Je ne sais pas pourquoi on me demande très souvent des choses impossibles, ni pourquoi mon cas se perd parfois dans les limbes administratives. Et je fais régulièrement des sortes de sondage autour de moi à ce sujet, mais je n’ai jamais rencontré personne qui se retrouve dans ce genre d’impasse — même si je ne doute pas qu’il y en a, quelque part.
Évidemment il y a toujours une façon de se sortir de ces labyrinthes kafkaïens pour peu que l’on puisse avoir un contact avec une personne. Cela prend parfois beaucoup (beaucoup) de temps et d’explications mais cela reste possible. Sauf que depuis quelques années, avec la dématérialisation qui va bon train, je me retrouve systématiquement à ne pas pouvoir rentrer dans les cases binaires des formulaires administratifs en ligne.

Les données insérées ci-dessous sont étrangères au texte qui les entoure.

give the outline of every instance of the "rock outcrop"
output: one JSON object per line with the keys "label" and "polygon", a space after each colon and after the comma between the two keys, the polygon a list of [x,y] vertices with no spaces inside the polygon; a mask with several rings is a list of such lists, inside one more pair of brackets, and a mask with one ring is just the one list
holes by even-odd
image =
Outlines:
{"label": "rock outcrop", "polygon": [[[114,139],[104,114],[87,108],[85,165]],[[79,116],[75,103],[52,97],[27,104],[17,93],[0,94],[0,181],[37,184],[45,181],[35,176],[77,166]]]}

Or, très souvent, la procédure implique de d’abord tenter de gérer les choses par ordinateur avant de pouvoir avoir une véritable personne en face de soi. Dès lors, je perds de plus en plus de temps au fur et à mesure des années.
Mais depuis quelques mois j’ai trouvé une sorte de parade à cela. Je me fais simplement passer pour un analphabète numérique. Étant donné que je sais que, peu importe les démarches que je souhaite réaliser, il y a de fortes chances pour que je ne rentre pas dans les cases, j’arrive ainsi à établir les dossiers avec une véritable personne qui peut prendre en compte mes spécificités sans avoir, avant, à perdre du temps auprès d’une machine.

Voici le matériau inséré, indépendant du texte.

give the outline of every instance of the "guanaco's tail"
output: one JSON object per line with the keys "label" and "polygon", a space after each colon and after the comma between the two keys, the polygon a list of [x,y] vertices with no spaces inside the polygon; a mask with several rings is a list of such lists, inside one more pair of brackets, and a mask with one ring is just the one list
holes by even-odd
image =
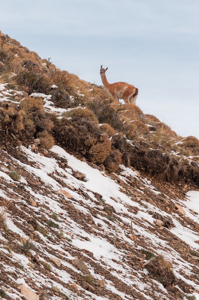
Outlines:
{"label": "guanaco's tail", "polygon": [[137,88],[136,88],[135,89],[136,89],[136,91],[135,92],[135,93],[133,95],[133,98],[135,98],[136,96],[137,96],[137,95],[138,93],[138,89]]}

Et je me suis rendu compte, à l’inverse de ce que l’on peut lire parfois, qu’il existe toujours une voie très accessible pour parler à une personne. Effectivement, ces chemins ne sont pas mis en avant puisque l’État souhaite avant tout pousser les démarches en ligne afin de décharger autant que possible le travail des fonctionnaires.
D’ailleurs, je ne sais pas s’il y a un lien de cause à effet bien avéré mais j’ai remarqué que, depuis qu’on nous enjoint à tout faire via nos machines personnelles, lorsque l’on arrive à avoir des êtres humains, ils sont beaucoup plus détendus qu’avant, beaucoup moins ronchons et/ou stressés. Très souvent même, je les trouve souriants et rieurs (même à la direction générale des finances publiques !). J’imagine que cela doit avoir un effet positif sur le moral d’avoir beaucoup moins de gens perdus, voir râleurs et/ou grossiers dans le pire des cas, en face de soi au quotidien.
Je me souviens de la dernière entrevue de Benjamin Bayart pour Thinkerview où, justement, il parlait des nouvelles frictions que les démarches en ligne provoquaient — notamment quand, comme moi, on rentre peu souvent dans les cases préformatées des formulaires. Selon mon souvenir, il mettait en garde contre une société qui ne proposerait que cette manière de « dialoguer » avec les services publics.
Si je le suis dans cette critique, il faut quand même admettre que l’État français vis-à-vis des administrés continue de maintenir des accès à de véritables fonctionnaires. Certes, il n’en fait pas la promotion mais ces accès existent et ils sont parfaitement fonctionnels. Et je doute qu’on arrive réellement un jour à n’avoir que des contacts qui ne passeraient que par des machines et des formulaires en ligne.
Car j’imagine qu’il y a quand même une masse assez conséquente de personnes dans mon cas, ou qui ont de véritables difficultés avec les outils numériques. Supprimer la potentialité d’un contact humain entraînerait à coups sûrs de petites catastrophes individuelles dont je ne doute pas vraiment que les services publics souhaitent avant tout éviter.